Saturday, August 28, 2010

Amazing Grace = God's Reward at Christ's Expense

Tomorrow is Youth Sunday at our church and Beth, M.L. and I have been working feverishly on a program for the kids to do.  Beth found an awesome book that had a great program on the song, "Amazing Grace" and then found another book....so with the help of the world wide web and the two books I have put together a program on one of the most popular songs ever....."Amazing Grace."  In my research I was really surprised at all I learned about the song....it is a common hymn tune...and can be sung to other tunes.....I know this because at ASP one year....we learned the song to the tune of "Gilligans Island"....try it...it works.  I also learned "Jesus Loves Me" to the "Flintstones" tune that same year.  Anyways...back on track....in my research I discovered that the writer of the words to the song, John Newton, was a very colorful character.

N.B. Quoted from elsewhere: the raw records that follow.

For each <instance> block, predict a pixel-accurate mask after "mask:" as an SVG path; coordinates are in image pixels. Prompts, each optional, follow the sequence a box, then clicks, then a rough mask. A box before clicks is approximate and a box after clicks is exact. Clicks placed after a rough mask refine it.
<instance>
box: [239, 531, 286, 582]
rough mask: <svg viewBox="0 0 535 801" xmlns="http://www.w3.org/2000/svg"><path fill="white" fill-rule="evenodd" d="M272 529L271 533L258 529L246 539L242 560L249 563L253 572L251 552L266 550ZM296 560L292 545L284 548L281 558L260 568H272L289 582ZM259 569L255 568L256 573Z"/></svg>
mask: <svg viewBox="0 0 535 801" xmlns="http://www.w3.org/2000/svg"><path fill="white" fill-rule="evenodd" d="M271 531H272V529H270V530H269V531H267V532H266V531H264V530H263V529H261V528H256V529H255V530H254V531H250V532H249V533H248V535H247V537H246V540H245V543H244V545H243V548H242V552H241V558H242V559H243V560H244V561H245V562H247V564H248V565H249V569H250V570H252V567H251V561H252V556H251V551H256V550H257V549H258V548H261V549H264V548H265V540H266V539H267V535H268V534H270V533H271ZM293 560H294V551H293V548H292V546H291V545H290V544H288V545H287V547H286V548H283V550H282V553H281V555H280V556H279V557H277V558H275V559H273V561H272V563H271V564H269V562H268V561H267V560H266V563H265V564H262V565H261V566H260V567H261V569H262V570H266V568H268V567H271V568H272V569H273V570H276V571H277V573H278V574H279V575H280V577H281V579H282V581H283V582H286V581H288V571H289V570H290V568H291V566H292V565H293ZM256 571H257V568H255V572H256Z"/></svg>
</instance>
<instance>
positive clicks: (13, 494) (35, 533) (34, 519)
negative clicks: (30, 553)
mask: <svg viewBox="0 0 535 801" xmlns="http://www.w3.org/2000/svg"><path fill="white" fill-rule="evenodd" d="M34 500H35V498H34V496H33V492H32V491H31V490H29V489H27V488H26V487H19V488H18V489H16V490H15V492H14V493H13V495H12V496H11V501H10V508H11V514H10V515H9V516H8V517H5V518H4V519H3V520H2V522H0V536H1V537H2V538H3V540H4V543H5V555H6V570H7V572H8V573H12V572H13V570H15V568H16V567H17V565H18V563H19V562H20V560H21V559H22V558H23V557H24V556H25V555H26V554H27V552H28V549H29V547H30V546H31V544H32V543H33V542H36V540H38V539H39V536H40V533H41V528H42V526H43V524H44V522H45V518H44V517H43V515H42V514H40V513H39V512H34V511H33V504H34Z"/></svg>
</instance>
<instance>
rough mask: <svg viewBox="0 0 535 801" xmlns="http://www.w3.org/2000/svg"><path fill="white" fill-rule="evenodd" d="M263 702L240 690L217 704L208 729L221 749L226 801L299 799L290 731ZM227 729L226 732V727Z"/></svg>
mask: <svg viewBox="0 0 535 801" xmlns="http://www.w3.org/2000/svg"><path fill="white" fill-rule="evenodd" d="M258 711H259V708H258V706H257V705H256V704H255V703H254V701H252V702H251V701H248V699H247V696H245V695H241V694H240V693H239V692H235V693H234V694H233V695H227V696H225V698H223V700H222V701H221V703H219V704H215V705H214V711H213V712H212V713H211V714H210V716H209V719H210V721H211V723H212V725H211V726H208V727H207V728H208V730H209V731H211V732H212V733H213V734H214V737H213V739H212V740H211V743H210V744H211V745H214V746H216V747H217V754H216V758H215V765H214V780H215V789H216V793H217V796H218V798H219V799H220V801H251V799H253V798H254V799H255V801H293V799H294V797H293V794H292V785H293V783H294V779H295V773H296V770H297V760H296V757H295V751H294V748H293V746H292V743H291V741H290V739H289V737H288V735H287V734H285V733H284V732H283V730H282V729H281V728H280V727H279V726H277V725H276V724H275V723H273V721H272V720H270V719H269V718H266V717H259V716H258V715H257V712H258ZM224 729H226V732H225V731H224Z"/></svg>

"Amazing Grace" was first heard on New Year's Day in 1773. The song itself was written without "ceremony" in an attic room where Newton wrote weekly hymns to amplify the message of his sermons. When Newton put the internal rhyme "amazing grace" together, it wasn't purely for poetic reasons. He understood grace to mean God's unmerited favor to lost souls. This was a meaning Newton — with his sordid history and personal tale of redemption — could take to heart.  Newton supplied the lyrics, but the tune sung today arrived much later. The actual song,  in Newton's day, would have been sung "to another song that fit its meter" — if it were sung at all. Have you ever just spoken the words to this song?  I did the other day when I was timing our program....and let me tell you.....it is powerful.  "Amazing Grace" continued to be associated with a number of different tunes throughout much of the 19th century. In 1835, "...the tune that we now sing... was married to the words of John Newton," I truly believe that  the early popularity of "Amazing Grace" in America is attributed to the religious revivalism of that period and to the power of the first verse.  In America, according to John Newton, "the conversion experience is more prominent and more important, and this is the absolute perfect song to accompany a conversion of that sort… 'I once was lost but now 'I'm found. I was blind but now I see…' It seems to be the definitive song of the personal conversion experience.  "Amazing Grace" has been featured on more than 1,100 albums. The song reached the pop charts in the United Kingdom and the United States when Judy Collins released her version in 1971. It was another time of turbulence as U.S. military forces were mired in an unpopular war in Vietnam. In her forward to Turner's book, Judy Collins says the song has the "power to transform" and to heal.  Something magical happens when you sing it, don't you agree?  So, on Sunday our youth are going to sing, tell about, and share scriptures that relate to "Amazing Grace," and hopefully when the morning is over the congregation will leave and believe that Grace is God's Rewards at Christ's Expense.  What an awesome gift....How truly amazing the concept of grace is.